Washington, D.C.- El intercambio de descalificativos y amenazas comerciales entre el presidente de Estados Unidos, Donald Trump, y el primer ministro de la provincia canadiense de Ontario, Doug Ford, escaló este lunes en medio de la disputa arancelaria bilateral.
La tensión se intensificó tras el fracaso de las recientes negociaciones comerciales y la decisión de Washington de aplicar gravámenes del 50 % a determinados productos del socio norteamericano. Adicionalmente, la administración estadounidense anunció que incrementará las tasas a los automóviles, camiones, autopartes y al acero a partir del próximo año, lo que motivó una reacción frontal desde el gobierno provincial canadiense.
En respuesta al escenario económico, Ford advirtió que todas las opciones se encuentran sobre la mesa, incluyendo restricciones al suministro de electricidad y a la exportación de minerales críticos desde Ontario, además de sugerir el uso de recursos energéticos como herramienta de negociación.

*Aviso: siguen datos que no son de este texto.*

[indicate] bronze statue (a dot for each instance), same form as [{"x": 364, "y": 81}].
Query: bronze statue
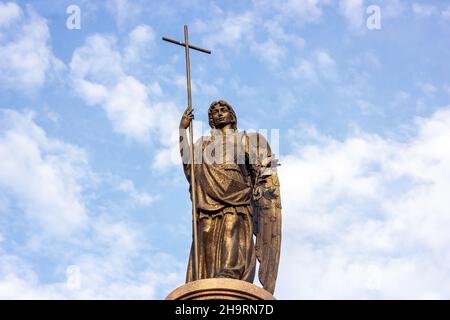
[{"x": 236, "y": 195}]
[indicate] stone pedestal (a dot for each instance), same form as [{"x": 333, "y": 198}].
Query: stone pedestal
[{"x": 219, "y": 289}]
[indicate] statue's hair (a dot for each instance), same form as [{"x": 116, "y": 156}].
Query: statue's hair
[{"x": 230, "y": 108}]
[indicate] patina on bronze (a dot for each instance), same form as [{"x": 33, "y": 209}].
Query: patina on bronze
[
  {"x": 237, "y": 195},
  {"x": 188, "y": 46}
]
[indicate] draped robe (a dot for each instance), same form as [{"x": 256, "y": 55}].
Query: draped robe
[{"x": 224, "y": 209}]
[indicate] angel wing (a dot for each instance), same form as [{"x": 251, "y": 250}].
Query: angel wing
[
  {"x": 267, "y": 215},
  {"x": 267, "y": 210}
]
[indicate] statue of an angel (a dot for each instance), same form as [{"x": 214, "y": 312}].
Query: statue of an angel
[{"x": 237, "y": 196}]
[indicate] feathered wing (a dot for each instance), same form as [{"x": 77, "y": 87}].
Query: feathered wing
[{"x": 267, "y": 212}]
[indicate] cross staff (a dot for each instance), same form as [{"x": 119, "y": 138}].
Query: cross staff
[{"x": 187, "y": 46}]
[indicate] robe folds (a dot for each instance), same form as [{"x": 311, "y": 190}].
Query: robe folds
[{"x": 224, "y": 210}]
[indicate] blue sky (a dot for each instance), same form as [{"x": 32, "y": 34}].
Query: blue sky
[{"x": 93, "y": 200}]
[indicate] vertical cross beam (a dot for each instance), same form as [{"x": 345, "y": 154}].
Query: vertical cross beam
[{"x": 187, "y": 46}]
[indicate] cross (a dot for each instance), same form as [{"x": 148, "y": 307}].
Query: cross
[{"x": 188, "y": 46}]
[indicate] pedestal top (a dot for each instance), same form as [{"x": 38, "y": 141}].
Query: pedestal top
[{"x": 219, "y": 289}]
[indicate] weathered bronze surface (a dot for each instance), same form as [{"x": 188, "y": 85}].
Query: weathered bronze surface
[
  {"x": 219, "y": 289},
  {"x": 237, "y": 195},
  {"x": 188, "y": 46}
]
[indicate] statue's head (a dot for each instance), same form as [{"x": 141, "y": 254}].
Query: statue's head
[{"x": 220, "y": 113}]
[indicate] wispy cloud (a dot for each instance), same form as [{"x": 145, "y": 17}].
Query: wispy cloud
[
  {"x": 367, "y": 217},
  {"x": 26, "y": 57}
]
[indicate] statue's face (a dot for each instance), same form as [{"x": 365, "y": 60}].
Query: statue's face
[{"x": 221, "y": 115}]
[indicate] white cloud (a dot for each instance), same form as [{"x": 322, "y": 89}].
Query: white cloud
[
  {"x": 100, "y": 76},
  {"x": 302, "y": 10},
  {"x": 44, "y": 216},
  {"x": 368, "y": 217},
  {"x": 392, "y": 8},
  {"x": 353, "y": 11},
  {"x": 9, "y": 13},
  {"x": 427, "y": 88},
  {"x": 321, "y": 66},
  {"x": 26, "y": 57},
  {"x": 141, "y": 42},
  {"x": 123, "y": 11},
  {"x": 423, "y": 10},
  {"x": 42, "y": 175},
  {"x": 232, "y": 30},
  {"x": 446, "y": 13},
  {"x": 140, "y": 198}
]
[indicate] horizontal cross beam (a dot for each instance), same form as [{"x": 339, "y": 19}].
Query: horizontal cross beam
[{"x": 190, "y": 46}]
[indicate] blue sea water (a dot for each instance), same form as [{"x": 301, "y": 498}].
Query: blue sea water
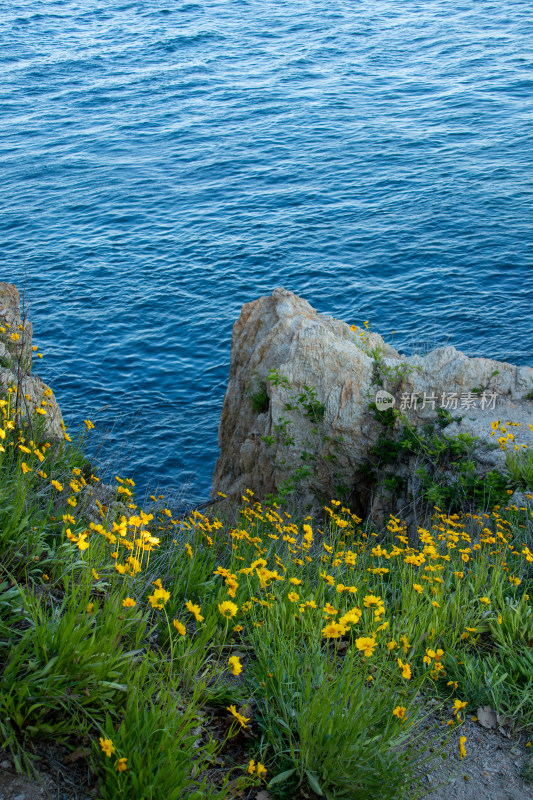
[{"x": 163, "y": 162}]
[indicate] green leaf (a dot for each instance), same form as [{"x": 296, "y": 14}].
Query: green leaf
[
  {"x": 283, "y": 776},
  {"x": 313, "y": 783}
]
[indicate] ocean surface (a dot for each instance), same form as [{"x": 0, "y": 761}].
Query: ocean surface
[{"x": 164, "y": 162}]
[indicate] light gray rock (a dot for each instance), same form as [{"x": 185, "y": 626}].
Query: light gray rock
[
  {"x": 348, "y": 366},
  {"x": 16, "y": 363}
]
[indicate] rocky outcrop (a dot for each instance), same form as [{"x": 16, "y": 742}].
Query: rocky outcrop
[
  {"x": 16, "y": 363},
  {"x": 301, "y": 401}
]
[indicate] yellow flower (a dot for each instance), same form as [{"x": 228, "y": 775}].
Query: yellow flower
[
  {"x": 235, "y": 664},
  {"x": 256, "y": 769},
  {"x": 239, "y": 717},
  {"x": 333, "y": 630},
  {"x": 159, "y": 598},
  {"x": 227, "y": 609},
  {"x": 195, "y": 610},
  {"x": 405, "y": 668},
  {"x": 107, "y": 746},
  {"x": 82, "y": 544},
  {"x": 458, "y": 705},
  {"x": 366, "y": 644}
]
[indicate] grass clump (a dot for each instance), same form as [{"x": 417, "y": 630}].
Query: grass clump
[{"x": 203, "y": 657}]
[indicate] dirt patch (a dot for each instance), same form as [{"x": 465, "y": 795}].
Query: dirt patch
[{"x": 495, "y": 767}]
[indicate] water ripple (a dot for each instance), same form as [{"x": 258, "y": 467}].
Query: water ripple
[{"x": 165, "y": 163}]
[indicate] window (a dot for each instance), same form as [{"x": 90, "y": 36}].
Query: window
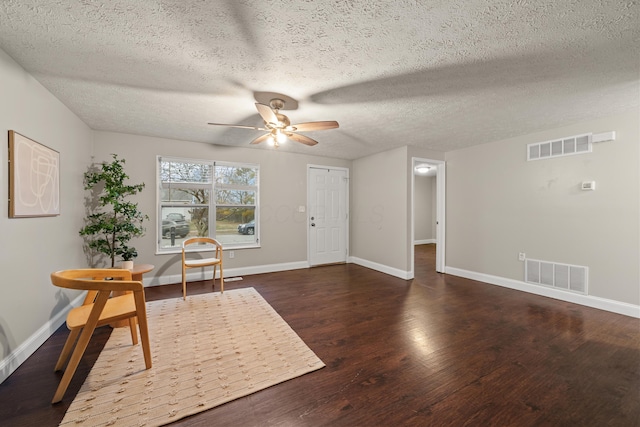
[{"x": 194, "y": 193}]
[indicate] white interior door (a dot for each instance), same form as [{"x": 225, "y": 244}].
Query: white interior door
[{"x": 327, "y": 216}]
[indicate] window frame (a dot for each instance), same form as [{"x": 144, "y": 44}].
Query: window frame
[{"x": 212, "y": 205}]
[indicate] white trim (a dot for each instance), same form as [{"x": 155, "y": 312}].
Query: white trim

Las declaraciones del funcionario incluyeron duras críticas hacia la postura de la Casa Blanca, a la que calificó de hostil.
Por su parte, el mandatario estadounidense restó importancia a los señalamientos a través de plataformas digitales, donde criticó el liderazgo político en territorio canadiense y advirtió sobre consecuencias económicas severas para el país vecino si no se alinean las políticas comerciales. La confrontación verbal continuó con nuevos calificativos por parte de las autoridades locales, evidenciando el deterioro temporal en el diálogo político entre ambas naciones.